徐州总管席毗罗次子席胜遇刺,此事在邺城喧嚣了数日后渐渐淡出人们的视线,官府在邺城缉拿行凶的刺客,折腾了一番之后没了下文,据消息灵通人士称,没有抓到刺客。

刺客似乎被席府护卫射中,至于后来是死是活没人知道,那个据说嫌疑很大的西阳郡公宇文温,也没见被秋官府怎么着。

事发当日秋官府小司寇曾经带人到使邸,折腾了几个时辰后默默地撤走,等着看热闹的不明真相群众,只能是以此理解为西阳郡公并未涉案。

席胜遇刺一事的热度很快消散,百姓们为果腹终日奔波忙碌,没心情为锦衣玉食的席二郎嗟叹,在平民看来,席二郎和宇文二郎都是富贵郎君,是死是活与己无关。

连肉都吃不上的人,为吃肉吃到腻的人操心,这有多闲得慌!

丞相府,丞相尉迟迥正在听取案情汇报,秋官府的大司寇、小司寇,相府长史崔达拏、安固郡公尉迟顺亦在座,秋官府查案数日,如今正在向丞相汇总相关案情。

首先是刺客的身份,此人为席府仆人名为席马五,年纪二十岁,非家生子,是五年前席胜将其收入府里做仆人,留在邺城别院当马奴。

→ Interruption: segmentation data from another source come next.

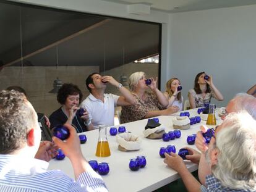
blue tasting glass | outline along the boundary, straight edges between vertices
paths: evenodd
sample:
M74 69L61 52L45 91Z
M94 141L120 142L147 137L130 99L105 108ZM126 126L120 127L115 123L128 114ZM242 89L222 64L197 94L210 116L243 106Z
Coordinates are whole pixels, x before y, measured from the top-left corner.
M117 134L117 129L116 127L110 128L109 134L111 135L116 135L116 134Z
M126 131L126 127L124 126L120 126L118 127L119 133L124 133Z
M109 172L109 167L108 163L101 162L98 165L98 173L101 175L105 175Z
M197 120L197 123L200 123L201 122L201 117L200 117L199 116L195 116L195 120Z
M91 160L88 162L92 168L96 172L98 170L98 162L96 160Z
M164 133L163 134L162 138L164 141L169 141L170 140L170 136L168 133Z
M63 151L59 149L58 151L58 155L56 156L57 160L62 160L65 158L65 154L64 154Z
M140 166L140 168L143 168L147 165L146 157L145 156L137 156L137 160L139 160L139 162Z
M181 85L177 86L177 90L181 91L182 90L182 86Z
M85 135L79 135L79 140L80 140L80 143L83 144L85 143L87 141L87 138L86 137Z
M189 135L187 138L187 143L189 144L194 144L195 138L193 135Z
M186 149L181 149L179 151L178 155L181 157L183 159L186 159L186 156L189 155L189 151Z
M185 111L184 114L185 114L185 116L187 116L188 117L189 117L189 116L190 115L189 114L189 112L188 111Z
M174 140L176 138L174 131L169 131L168 133L170 140Z
M181 132L180 130L175 130L174 134L176 138L179 138L181 136Z
M53 128L53 135L61 140L65 140L69 138L70 133L67 127L59 125Z
M77 110L78 114L79 117L83 116L83 113L85 112L85 111L83 108L80 108L79 110Z
M170 154L171 152L174 153L176 152L176 148L175 148L175 145L168 145L166 148L166 152Z
M161 148L159 151L159 155L162 158L165 158L164 152L167 152L166 148Z
M151 84L151 81L152 81L150 78L148 78L147 80L145 80L146 85L150 85Z

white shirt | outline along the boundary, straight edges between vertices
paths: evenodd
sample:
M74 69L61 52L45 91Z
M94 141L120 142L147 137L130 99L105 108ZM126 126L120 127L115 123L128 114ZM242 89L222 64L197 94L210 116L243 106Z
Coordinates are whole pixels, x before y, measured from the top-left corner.
M89 117L95 128L99 125L114 125L114 107L117 103L119 96L113 94L104 94L104 102L94 97L92 94L83 101L80 107L85 108L89 112Z
M59 170L47 170L48 165L39 159L0 155L0 191L108 191L101 177L88 164L76 181Z

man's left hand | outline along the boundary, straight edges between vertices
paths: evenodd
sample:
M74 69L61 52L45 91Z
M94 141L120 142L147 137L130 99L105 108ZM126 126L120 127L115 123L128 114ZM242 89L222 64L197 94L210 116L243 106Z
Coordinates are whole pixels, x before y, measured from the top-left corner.
M164 162L166 164L168 167L175 170L178 173L182 170L187 169L182 158L177 154L171 152L171 155L166 152L164 152L164 155L165 159L164 160Z

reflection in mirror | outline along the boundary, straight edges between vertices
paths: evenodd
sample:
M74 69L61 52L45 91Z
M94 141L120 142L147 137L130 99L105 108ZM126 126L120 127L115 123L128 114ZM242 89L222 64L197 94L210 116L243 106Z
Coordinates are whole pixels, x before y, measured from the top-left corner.
M85 99L85 80L95 72L126 86L135 72L158 76L160 63L134 61L160 54L159 23L7 1L0 15L0 89L23 88L47 115L60 106L54 93L61 83L77 85ZM110 85L106 92L120 94Z

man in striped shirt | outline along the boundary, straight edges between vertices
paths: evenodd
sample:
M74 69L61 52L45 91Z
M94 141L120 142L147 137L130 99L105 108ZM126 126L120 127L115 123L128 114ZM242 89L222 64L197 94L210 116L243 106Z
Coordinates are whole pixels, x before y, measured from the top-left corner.
M48 171L46 161L34 158L36 152L41 157L48 156L42 148L38 151L41 130L23 94L0 92L0 191L108 191L101 177L83 156L77 134L70 125L65 125L70 133L66 142L53 140L70 159L75 181L60 170Z

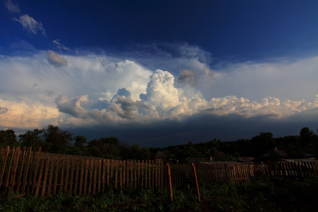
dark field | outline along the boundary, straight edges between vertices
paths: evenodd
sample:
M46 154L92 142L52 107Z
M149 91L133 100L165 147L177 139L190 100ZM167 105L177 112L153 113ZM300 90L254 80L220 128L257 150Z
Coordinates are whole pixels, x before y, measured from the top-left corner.
M299 182L267 179L237 184L200 187L199 203L194 188L174 189L170 203L168 190L116 191L111 187L102 195L79 196L60 194L50 198L14 195L2 199L0 211L318 211L318 176Z

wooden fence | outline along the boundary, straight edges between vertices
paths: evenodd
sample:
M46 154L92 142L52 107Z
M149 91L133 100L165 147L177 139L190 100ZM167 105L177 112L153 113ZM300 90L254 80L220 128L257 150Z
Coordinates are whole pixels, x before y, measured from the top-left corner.
M50 196L59 192L80 195L103 193L110 184L115 188L135 189L168 187L167 166L161 160L118 161L41 152L31 147L0 147L0 195L14 191ZM198 180L203 184L248 182L267 177L301 180L318 174L317 162L274 162L269 165L235 162L195 164ZM191 164L171 164L173 186L191 184Z
M132 186L135 189L168 186L165 164L159 160L118 161L0 147L0 192L50 196L58 192L79 195ZM3 181L4 180L4 181Z

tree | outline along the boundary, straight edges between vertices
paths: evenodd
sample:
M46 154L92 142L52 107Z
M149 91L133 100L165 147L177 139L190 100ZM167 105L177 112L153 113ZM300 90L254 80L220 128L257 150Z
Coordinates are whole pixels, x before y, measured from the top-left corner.
M42 151L46 152L49 150L50 145L45 143L42 139L44 132L43 129L35 129L33 131L28 130L24 134L21 134L18 136L19 141L23 146L37 147L42 147Z
M14 130L10 129L0 130L0 143L1 145L12 146L18 145L15 133Z
M261 132L259 135L252 138L251 145L251 154L252 157L259 156L276 146L273 133L268 132Z
M91 140L87 148L95 157L121 160L121 152L123 145L117 137L102 137Z
M49 125L44 128L43 138L50 144L50 151L53 153L64 153L67 151L73 134L68 130L62 130L59 127Z
M147 147L141 148L139 144L134 144L123 148L121 155L126 159L147 160L150 159L151 154Z

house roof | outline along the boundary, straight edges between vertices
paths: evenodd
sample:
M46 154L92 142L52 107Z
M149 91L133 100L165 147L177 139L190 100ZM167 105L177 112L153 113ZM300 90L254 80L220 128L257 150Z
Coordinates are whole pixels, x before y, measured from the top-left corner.
M225 159L229 156L226 154L225 154L222 152L218 151L217 150L213 150L210 152L210 155L212 157L216 158L216 159L219 161Z
M278 150L278 149L276 150L276 149L272 149L270 152L273 152L274 151L278 154L278 155L280 157L287 157L287 154L285 152L282 151L281 150Z
M254 160L254 158L252 157L241 157L237 158L238 161L241 163L245 163L250 162Z
M255 158L254 161L278 161L282 158L286 158L287 156L287 154L285 152L277 149L271 149Z
M198 163L200 162L215 162L215 160L214 158L211 159L210 158L191 158L191 163Z
M169 155L166 154L162 152L158 151L155 154L155 156L156 158L171 158Z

席马五骑术了得,又精通养马之术,平日里喜欢骏马神驹的席胜,将好马都交与席马五饲养,每匹马都养得不错,故而席胜对其颇为看重,马厩交与其打理。

有时出行也带上他以便照顾马匹,所以那日席胜要去使邸,安排的随行人员中便有席马五,为的是其骑术精湛,能帮助围捕可能出现的刺客。

按照秋官府所查,席马五平日里表现正常,据府里其他仆人、护卫所述,其人并无家眷,与其他仆人同住,平日言行并无可疑之处。

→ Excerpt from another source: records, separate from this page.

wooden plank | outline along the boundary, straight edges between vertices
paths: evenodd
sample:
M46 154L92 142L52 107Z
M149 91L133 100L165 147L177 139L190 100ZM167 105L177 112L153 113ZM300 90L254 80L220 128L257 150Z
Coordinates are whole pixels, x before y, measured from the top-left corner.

席府许多仆人因为些许错误常被席胜责骂或者鞭挞,但席马五没有享受过这种‘待遇’,因为其养马兢兢业业,没出什么纰漏,当然他平日里也不用在府里做其他事,出错的几率小很多。

一切的一切,都很难让人怀疑席马五会对席胜下毒手,所以那日\他行凶的动机就成了关键。

据秋官府事后勘察现场,席府二管家说在席马五住处找到纸张残片,根据这些纸张残片内容来看,席马五似乎是受人收买。

残片焦黑看样子应该是没烧干净的信笺,其中两张残片分别里有“本公”、“山南”字样,虽然根据残片无法推断具体的行文内容,但有了这两组四个字,涉嫌收买席马五的人就呼之欲出了。

本公,大约是写信人的自称,能自称“本公”的就只有封爵为公的人,也就是国公或者郡公;山南二字,指向性更加明显,那就是山南地界。

山南地界的什么呢?是安排刺客事后去山南?还是在山南办什么事?无论如何,“本公”和“山南”联系起来,符合这一情况的嫌疑人,就只有身在邺城的西阳郡公宇文温。

宇文温和席胜有怨,兼之不久前在秋官府大牢差点遭人毒手,此事最大嫌疑人就是席胜,所以后来席胜遇刺,宇文温有充分的杀人动机。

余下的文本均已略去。